DFG-Project Pa 361/5-3
Melanoma is an aggressive skin tumour against which chemotherapy is essentially ineffective. However, most patients seem to have some immunity against their tumours, and clinical trials of immunotherapy have begun to exploit the possibility of using the patient´s own immune system to destroy the tumour. There are two types of immune cells required for rejection of the tumour. The first are designated CD8 killer T cells because they are able to lyse tumour cells. The second are designated CD4 helper T cells because they assist the CD8 cells to kill tumour as well as having anti-tumour affects themselves. In most melanoma patients, both types of T cells are present in very small numbers, which may be one of the reasons why the tumour eventually overcomes the patient´s defences. If it were possible to identify these anti-tumour T cells amongst all the other T cells in the patient´s blood, they could be separated from the latter and propagated in tissue culture. In this way, a large amount of tumour-specific T cells could be generated in the laboratory and re-infused into patients. This is called specific adoptive immunotherapy.
The present project addresses itself to the anti-tumour T cells, particularly the CD4 helper T cells, using new technology to identify, isolate and propagate such cells. First, the program is identifying antigens expressed by melanoma cells which can be recognized by the CD4 T cells on tumour cells but not on normal cells (tumour-specific antigens).
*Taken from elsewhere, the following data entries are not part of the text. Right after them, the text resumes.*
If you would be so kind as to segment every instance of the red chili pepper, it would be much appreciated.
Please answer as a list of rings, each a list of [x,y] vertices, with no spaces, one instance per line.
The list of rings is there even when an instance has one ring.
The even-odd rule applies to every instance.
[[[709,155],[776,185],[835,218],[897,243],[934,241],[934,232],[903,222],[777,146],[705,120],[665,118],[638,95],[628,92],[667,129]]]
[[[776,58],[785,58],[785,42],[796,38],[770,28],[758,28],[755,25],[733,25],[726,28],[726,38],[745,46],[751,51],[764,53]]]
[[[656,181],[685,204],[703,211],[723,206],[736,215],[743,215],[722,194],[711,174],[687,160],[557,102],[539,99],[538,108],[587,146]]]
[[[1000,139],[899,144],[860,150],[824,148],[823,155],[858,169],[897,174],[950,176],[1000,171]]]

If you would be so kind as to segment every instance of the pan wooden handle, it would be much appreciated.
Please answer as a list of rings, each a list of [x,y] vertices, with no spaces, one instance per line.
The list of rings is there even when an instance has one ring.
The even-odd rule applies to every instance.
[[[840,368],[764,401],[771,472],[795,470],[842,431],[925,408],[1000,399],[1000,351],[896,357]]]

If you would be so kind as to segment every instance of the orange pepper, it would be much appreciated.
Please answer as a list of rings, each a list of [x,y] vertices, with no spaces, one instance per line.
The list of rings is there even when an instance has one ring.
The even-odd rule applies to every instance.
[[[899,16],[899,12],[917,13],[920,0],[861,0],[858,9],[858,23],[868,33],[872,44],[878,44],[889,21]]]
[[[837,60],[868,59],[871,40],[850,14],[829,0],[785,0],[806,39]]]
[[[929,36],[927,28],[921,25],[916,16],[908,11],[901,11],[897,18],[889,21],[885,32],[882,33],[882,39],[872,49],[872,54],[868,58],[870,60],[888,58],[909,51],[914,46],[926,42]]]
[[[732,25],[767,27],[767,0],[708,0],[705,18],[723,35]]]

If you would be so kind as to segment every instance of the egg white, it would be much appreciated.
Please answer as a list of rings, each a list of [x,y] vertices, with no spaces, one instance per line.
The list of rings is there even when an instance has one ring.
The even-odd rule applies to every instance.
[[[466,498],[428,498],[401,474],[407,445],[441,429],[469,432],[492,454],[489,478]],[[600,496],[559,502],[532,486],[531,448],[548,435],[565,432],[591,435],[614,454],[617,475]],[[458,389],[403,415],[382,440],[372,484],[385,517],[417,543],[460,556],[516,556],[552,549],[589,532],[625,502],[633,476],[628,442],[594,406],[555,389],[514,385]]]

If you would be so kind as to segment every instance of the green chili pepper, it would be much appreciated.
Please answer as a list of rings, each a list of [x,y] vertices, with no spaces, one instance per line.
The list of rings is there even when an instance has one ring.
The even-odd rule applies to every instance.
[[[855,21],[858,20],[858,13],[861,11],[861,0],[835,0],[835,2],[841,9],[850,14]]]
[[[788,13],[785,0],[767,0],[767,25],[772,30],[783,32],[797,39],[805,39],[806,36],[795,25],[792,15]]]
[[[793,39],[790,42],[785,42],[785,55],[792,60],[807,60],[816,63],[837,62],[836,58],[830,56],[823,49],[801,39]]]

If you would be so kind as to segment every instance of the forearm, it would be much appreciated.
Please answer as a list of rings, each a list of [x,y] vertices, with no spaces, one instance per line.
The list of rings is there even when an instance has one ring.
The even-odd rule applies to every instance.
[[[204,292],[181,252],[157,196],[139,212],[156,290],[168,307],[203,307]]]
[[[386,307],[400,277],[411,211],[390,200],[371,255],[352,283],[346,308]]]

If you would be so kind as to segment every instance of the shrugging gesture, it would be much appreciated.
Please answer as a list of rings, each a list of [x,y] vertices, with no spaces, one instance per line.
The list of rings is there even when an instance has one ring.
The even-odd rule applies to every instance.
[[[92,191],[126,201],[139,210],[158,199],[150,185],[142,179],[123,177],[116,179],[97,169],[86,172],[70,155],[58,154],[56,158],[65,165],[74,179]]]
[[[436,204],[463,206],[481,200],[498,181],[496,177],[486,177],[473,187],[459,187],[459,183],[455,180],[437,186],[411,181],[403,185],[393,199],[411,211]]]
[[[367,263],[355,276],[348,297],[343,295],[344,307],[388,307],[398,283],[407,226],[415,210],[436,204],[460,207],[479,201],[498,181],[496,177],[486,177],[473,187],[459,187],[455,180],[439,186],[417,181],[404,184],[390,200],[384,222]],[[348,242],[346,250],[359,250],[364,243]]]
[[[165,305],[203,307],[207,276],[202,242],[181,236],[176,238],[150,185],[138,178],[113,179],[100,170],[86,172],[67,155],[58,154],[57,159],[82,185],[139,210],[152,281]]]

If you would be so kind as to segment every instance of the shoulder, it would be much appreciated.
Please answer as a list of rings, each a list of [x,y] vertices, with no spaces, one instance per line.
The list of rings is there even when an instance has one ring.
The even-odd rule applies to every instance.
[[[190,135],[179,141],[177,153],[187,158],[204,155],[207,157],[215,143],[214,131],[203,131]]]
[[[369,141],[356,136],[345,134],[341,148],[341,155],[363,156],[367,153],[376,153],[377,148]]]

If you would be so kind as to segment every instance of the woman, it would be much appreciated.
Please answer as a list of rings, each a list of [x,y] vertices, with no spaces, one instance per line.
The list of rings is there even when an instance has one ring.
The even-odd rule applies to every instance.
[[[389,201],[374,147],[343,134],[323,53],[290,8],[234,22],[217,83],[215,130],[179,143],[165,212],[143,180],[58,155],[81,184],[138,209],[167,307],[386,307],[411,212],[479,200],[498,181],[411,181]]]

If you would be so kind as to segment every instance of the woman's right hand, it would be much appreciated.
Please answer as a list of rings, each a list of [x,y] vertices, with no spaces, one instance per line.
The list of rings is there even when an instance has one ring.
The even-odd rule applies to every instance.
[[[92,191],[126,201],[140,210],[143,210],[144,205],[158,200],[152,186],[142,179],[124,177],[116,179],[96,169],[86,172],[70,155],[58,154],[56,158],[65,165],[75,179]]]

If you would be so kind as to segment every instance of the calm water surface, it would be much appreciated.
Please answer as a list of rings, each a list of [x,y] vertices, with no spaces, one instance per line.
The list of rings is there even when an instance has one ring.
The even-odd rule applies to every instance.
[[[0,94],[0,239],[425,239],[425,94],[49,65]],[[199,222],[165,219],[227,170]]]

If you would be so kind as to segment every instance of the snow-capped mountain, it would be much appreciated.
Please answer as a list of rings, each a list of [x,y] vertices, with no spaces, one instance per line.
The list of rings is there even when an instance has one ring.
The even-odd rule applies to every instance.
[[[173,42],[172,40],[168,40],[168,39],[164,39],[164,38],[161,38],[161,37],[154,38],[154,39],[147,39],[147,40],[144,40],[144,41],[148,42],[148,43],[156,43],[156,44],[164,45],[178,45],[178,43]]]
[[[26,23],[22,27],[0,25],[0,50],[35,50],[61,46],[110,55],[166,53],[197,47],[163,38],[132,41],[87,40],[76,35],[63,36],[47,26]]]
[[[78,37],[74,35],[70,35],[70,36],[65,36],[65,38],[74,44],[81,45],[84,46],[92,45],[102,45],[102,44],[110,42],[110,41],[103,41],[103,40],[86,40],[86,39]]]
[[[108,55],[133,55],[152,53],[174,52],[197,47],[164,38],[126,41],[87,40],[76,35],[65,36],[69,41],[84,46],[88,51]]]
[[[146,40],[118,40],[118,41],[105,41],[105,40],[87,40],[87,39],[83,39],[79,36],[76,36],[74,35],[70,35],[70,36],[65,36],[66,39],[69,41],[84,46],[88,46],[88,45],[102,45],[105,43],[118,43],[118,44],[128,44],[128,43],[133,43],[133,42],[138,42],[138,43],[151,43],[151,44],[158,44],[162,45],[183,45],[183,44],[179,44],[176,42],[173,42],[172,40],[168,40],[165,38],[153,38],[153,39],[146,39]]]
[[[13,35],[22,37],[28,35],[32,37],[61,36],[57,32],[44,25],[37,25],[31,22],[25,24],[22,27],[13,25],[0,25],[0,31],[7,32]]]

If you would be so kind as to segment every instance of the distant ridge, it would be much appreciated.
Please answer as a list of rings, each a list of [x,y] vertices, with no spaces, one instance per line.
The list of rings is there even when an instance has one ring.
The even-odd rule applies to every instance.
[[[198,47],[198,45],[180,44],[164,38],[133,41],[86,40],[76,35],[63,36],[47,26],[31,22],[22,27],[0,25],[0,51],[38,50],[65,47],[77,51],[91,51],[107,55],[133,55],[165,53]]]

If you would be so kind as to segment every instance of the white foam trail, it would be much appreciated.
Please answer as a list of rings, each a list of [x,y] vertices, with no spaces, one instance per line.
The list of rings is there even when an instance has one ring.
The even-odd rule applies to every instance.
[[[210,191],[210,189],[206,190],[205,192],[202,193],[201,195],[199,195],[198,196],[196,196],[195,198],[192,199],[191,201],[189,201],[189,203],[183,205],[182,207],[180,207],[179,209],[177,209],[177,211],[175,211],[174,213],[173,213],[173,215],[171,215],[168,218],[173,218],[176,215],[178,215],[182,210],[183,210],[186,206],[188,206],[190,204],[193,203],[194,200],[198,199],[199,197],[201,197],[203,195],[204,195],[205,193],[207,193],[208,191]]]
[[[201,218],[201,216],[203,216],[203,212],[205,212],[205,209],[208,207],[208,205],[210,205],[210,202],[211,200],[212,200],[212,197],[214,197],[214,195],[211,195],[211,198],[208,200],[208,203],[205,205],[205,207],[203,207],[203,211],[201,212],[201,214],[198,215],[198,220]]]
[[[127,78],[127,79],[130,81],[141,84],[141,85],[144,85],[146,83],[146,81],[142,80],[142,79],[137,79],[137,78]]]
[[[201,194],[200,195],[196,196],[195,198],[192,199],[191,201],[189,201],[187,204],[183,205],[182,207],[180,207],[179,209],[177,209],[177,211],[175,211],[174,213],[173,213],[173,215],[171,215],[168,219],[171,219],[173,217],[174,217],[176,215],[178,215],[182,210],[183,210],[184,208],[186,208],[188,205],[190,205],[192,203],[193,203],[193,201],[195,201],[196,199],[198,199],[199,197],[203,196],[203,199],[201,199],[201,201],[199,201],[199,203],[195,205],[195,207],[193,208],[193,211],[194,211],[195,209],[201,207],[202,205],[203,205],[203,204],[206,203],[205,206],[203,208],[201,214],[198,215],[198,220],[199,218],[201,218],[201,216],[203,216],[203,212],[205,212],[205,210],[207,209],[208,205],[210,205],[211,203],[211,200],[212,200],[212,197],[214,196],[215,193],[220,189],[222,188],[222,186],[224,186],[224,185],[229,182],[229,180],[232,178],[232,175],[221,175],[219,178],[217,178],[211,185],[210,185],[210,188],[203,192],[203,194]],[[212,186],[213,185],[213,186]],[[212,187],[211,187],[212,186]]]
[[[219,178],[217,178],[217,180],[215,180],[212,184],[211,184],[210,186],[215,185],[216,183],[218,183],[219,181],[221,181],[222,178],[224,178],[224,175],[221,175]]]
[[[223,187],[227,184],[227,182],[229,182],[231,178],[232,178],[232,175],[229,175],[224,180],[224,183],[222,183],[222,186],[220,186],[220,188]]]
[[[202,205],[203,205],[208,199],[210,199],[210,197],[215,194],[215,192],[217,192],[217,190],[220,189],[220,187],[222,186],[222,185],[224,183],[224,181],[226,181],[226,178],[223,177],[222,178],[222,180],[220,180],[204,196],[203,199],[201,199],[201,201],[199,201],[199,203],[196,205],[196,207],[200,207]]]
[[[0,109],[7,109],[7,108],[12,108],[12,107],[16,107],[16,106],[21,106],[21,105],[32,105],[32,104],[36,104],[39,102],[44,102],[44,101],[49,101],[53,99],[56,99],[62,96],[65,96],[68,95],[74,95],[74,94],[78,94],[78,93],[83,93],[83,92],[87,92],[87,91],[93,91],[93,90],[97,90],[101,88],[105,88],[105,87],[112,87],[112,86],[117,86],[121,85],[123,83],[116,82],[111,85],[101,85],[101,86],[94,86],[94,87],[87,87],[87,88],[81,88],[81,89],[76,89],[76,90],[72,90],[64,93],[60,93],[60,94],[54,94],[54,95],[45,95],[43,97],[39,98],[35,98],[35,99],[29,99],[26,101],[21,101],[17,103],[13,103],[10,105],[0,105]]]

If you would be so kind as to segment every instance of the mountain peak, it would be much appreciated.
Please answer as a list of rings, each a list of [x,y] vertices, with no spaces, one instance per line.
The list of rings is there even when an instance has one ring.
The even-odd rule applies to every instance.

Next, soluble complexes of these antigens (peptides) together with a molecule shared by tumour cell and T cell which enables the T cell to recognise the peptide (MHC molecule) are constructed ("tetramers"). Such complexes are bound by the antigen receptor on the tumour-specific T cells (but not by any other T cells) in the same way that it binds the antigen on the surface of the melanoma cells. Third, the soluble complexes of MHC molecules and tumour antigen will be labelled with a fluorescent dye. Then, T cells from patients´ peripheral blood will be mixed with these "tetramers" and examined under fluorescent light. Only the small numbers of tumour-specific T cells labelled with the tetramer will fluoresce, and these can be separated from the non-specific cells using a fluorescence-activated cell sorter. This yields a pure population of tumour antigen-specific T cells which can be propagated in the laboratory for extended periods. For those cells which can be established in culture (and not all of them can be) we estimate average longevity to be about 35 population doublings. This represents something like 3 x 1010 cells, which will be a useful number for immunotherapy.
This project is a pre-clinical study. However, in other projects, the feasibility of adoptive immunotherapy has been demonstrated, and we believe that the present project will bring effective immunotherapy of melanoma closer to clinical reality.